By Richard Wolff

The richest European economy - Germany - imposed massive suffering onto 
one of the poorest economies in Europe. This was to help defray three 
huge costs associated with the 2008 global capitalist crash for which 
Greece, a tiny country, bore minimal responsibility. The first cost was 
a badly imbalanced eurozone economy leading to 2008. German exports (at 
carefully managed prices lower than elsewhere in Europe) were financed 
then by excessive German private bank loans to Greeks and others who 
purchased those German exports (at the expense of their own countries' 
producers) while accumulating excess debts. The second cost was the 
crash itself that brought Greece severe unemployment and economic 
contraction as revenues from tourism and shipping collapsed. The third 
cost was the bailout of European (including Greek) private banks and 
Merkel's maneuver to forcibly convert Greek government debt to private 
banks into debt owed to the institutions. Denying Greece massive debt 
relief meant and means heavy austerity.

Alongside the Greeks, many other Europeans now grasp what awaits them 
too in the "unified Europe" that German leaders are constructing and 
using. Yet the Portuguese, Irish, Spanish, Italian and other poorer 
(relative to Germany and France) people want a differently unified 
Europe. With troubling historical echoes, German leaders once again seek 
to force a particular kind of capitalist unity onto Europe. The weapons 
this time are economic and political instead of military, but they too 
provoke resistance. Europe risks severe divisions and disunity with 
serious ramifications for the world.

Echoes of Past German Economic Imperialism

In the second half of the 19th century, private capitalists in the 
smaller states that would later become Germany confronted major 
problems. Those states' politics and cultures still reflected a 
feudalism that resented and often undermined capitalists. The latter 
faced tough competition from other, more advanced capitalists and 
especially the British who dominated world trade. Germany came late to 
colonialism and kept encountering obstacles from competing colonial 
regimes, above all the British. Capitalists in what became Germany were 
also discovering a new and growing threat from their own employees. The 
latter articulated an anti-capitalism from below that envisioned and 
pursued an alternative, socialist future without private capitalists in it.

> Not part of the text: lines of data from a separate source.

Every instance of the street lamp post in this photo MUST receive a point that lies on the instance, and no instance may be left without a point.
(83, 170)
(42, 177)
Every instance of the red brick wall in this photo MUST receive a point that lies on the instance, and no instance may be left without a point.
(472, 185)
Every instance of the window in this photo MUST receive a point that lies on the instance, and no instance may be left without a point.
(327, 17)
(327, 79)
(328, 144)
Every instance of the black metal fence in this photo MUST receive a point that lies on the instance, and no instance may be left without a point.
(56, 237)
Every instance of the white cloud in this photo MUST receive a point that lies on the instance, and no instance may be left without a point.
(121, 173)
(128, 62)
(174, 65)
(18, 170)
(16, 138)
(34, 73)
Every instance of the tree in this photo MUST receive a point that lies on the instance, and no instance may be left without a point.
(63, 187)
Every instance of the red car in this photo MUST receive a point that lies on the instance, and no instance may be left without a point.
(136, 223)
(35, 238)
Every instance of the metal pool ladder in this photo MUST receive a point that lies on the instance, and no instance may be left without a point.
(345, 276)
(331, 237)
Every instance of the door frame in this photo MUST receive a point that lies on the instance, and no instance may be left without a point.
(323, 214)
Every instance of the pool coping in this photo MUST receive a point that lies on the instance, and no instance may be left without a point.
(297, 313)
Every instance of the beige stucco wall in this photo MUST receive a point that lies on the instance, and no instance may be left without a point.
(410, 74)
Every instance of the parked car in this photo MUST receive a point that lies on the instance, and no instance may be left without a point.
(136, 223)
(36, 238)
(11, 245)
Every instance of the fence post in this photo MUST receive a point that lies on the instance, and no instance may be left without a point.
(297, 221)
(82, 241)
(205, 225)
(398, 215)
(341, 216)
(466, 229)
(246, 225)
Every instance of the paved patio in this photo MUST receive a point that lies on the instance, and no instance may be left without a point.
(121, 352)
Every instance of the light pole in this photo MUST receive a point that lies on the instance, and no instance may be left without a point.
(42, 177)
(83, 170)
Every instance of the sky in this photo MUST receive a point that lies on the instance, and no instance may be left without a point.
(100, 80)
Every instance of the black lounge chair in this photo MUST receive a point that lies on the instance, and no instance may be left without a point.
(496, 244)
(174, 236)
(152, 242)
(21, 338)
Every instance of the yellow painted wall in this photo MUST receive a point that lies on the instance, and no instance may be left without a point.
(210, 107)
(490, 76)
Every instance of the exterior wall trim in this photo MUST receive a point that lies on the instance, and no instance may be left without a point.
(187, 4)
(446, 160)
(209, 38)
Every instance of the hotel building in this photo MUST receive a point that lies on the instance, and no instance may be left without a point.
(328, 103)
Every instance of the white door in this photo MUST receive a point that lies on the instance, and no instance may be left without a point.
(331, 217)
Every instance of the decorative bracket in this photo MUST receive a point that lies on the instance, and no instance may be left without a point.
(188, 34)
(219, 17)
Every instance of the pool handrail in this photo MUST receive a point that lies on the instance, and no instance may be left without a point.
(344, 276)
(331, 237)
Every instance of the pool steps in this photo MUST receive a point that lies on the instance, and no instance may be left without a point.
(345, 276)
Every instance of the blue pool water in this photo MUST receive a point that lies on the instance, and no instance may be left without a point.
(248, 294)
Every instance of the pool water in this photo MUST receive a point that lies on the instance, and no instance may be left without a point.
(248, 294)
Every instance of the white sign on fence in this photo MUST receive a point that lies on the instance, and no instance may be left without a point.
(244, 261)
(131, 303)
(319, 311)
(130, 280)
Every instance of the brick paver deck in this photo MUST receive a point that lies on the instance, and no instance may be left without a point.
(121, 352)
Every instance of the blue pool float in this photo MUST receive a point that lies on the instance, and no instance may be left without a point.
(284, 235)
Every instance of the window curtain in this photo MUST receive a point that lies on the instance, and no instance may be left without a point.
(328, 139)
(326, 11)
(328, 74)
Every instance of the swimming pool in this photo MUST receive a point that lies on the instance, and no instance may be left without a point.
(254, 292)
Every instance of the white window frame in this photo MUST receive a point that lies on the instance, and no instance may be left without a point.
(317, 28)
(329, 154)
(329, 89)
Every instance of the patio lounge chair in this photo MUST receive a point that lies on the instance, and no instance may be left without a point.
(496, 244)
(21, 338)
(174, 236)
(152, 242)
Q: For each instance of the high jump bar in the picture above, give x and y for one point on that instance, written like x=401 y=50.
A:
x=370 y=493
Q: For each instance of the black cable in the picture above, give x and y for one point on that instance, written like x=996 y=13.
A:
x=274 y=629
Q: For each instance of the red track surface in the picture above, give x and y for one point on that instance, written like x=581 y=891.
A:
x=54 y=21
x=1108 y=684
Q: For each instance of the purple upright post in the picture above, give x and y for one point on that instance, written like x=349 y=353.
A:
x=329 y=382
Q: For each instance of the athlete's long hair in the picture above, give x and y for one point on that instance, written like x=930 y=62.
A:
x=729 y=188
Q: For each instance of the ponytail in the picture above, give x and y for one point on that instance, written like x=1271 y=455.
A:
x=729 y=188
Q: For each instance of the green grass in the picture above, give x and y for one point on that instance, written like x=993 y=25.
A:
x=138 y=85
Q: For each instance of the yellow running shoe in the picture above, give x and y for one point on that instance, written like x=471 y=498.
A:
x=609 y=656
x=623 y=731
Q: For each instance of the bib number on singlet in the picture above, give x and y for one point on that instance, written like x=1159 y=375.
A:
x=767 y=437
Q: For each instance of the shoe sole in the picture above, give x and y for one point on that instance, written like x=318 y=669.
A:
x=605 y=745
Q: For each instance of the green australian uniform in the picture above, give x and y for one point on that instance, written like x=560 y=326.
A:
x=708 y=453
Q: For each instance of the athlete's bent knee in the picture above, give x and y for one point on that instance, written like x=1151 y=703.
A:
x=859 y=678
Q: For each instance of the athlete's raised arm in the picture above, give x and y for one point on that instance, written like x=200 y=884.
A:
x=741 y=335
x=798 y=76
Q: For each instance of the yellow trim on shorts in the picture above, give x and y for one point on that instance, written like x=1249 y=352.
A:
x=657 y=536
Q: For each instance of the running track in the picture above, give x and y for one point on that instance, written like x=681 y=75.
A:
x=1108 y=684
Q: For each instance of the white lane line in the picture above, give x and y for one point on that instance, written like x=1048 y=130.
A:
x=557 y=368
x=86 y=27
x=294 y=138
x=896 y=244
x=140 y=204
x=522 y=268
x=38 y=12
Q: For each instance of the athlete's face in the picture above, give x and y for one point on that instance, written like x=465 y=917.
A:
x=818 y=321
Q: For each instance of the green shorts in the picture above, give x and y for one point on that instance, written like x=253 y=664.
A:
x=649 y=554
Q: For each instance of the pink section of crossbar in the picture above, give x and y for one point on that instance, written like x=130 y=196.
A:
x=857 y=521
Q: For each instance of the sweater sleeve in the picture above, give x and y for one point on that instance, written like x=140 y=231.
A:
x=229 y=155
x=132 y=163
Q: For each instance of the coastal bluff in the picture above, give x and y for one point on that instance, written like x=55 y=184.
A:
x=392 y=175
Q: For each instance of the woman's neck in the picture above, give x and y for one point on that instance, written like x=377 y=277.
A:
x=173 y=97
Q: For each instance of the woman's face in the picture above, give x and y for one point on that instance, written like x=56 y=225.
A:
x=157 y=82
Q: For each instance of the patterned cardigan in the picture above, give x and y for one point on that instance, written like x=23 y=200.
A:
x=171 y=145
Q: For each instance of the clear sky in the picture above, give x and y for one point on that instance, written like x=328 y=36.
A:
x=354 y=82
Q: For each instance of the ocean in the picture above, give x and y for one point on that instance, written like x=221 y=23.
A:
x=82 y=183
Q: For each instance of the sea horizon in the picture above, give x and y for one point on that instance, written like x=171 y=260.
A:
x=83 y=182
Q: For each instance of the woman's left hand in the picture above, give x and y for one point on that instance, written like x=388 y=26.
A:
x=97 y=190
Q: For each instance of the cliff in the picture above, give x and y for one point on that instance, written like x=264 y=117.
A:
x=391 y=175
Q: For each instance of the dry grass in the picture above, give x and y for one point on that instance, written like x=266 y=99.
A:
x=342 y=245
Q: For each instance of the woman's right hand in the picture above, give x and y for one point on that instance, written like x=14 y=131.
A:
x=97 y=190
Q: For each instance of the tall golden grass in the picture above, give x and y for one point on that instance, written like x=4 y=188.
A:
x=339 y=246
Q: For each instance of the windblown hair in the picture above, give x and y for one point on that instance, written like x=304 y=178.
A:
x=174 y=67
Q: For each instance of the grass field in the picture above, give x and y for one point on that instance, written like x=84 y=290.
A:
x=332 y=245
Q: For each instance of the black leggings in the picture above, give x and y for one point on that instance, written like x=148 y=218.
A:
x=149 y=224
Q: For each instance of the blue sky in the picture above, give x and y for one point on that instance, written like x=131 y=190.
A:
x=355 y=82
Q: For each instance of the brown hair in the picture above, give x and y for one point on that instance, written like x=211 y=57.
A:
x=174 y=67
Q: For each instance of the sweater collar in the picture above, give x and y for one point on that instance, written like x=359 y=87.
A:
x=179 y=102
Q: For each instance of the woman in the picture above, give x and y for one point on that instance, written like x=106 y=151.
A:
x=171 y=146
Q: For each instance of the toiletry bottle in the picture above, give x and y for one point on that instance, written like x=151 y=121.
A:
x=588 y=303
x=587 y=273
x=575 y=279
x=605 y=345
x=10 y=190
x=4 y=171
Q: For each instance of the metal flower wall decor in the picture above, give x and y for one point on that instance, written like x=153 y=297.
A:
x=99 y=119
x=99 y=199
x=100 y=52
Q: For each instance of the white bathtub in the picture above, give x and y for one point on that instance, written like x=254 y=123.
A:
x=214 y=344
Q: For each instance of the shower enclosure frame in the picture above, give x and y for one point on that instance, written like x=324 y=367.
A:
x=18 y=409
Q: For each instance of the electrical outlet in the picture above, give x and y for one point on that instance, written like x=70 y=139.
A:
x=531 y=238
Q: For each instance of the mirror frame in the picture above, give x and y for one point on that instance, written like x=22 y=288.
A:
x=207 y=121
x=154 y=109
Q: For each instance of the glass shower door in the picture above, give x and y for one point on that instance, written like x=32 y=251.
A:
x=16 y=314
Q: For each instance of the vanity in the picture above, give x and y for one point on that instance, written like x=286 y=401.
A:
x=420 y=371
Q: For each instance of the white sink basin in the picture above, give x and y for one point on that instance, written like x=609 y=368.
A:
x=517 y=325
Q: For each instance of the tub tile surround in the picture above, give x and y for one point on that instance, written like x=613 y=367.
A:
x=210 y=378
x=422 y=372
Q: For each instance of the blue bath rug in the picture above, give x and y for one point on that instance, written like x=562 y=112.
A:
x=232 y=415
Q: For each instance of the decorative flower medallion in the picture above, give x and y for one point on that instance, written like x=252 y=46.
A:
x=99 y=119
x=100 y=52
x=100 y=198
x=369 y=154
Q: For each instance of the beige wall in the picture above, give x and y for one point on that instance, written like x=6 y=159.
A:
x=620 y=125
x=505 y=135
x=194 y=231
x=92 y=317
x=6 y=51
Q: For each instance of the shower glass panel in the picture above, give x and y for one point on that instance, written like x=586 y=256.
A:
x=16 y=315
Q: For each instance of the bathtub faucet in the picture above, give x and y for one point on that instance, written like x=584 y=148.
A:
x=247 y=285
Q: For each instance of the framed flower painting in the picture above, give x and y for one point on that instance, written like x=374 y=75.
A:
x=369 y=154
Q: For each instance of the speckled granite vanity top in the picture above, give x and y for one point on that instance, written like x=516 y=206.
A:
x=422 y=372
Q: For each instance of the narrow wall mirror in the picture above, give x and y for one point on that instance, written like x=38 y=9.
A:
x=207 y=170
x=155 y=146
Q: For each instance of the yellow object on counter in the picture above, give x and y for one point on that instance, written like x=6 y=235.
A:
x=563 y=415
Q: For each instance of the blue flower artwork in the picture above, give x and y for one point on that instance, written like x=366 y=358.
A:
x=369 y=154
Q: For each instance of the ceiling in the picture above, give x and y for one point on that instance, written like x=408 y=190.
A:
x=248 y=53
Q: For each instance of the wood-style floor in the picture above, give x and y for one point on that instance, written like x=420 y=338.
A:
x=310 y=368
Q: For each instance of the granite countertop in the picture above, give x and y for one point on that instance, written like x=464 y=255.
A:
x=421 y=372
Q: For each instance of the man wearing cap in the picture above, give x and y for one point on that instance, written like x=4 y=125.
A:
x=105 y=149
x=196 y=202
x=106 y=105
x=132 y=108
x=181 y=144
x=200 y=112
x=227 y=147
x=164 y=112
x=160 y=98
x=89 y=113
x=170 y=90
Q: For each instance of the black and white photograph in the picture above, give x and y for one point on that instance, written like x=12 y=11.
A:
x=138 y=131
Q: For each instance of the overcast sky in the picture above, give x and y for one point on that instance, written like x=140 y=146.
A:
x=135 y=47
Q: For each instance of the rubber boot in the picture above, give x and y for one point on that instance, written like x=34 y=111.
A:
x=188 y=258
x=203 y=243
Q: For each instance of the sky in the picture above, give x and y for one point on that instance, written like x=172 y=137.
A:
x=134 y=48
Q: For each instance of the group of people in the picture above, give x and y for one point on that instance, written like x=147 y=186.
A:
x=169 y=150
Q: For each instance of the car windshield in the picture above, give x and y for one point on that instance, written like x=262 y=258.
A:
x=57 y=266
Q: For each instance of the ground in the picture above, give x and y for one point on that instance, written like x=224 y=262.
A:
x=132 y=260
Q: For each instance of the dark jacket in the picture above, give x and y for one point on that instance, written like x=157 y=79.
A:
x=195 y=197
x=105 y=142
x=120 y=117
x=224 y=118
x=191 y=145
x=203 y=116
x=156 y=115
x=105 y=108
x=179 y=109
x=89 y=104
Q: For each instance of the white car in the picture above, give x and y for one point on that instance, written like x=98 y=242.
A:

The "solution" fashioned by their leader then, Otto von Bismarck, 
mobilized government support for the growth of German capitalism. 
Bismarck allied that policy with selective reinforcements of the 
remaining Prussian and wider German feudalism to build a strong 
governing coalition. On that basis he sought to blunt the growing 
socialist workers' movements by constructing the first modern welfare 
state apparatus. Finally, he forcefully projected a new German 
colonialism as a major player within capitalism's global imperialist 
expansion. Holding together this complex set of policies was the glue of 
intense German nationalism mobilized by Bismarck's wars to unify the 
diverse smaller sovereignties into one German nation. Yet those wars had 
other, contradictory effects, including the Paris Commune, which gave a 
powerful stimulus to socialism and socialists everywhere.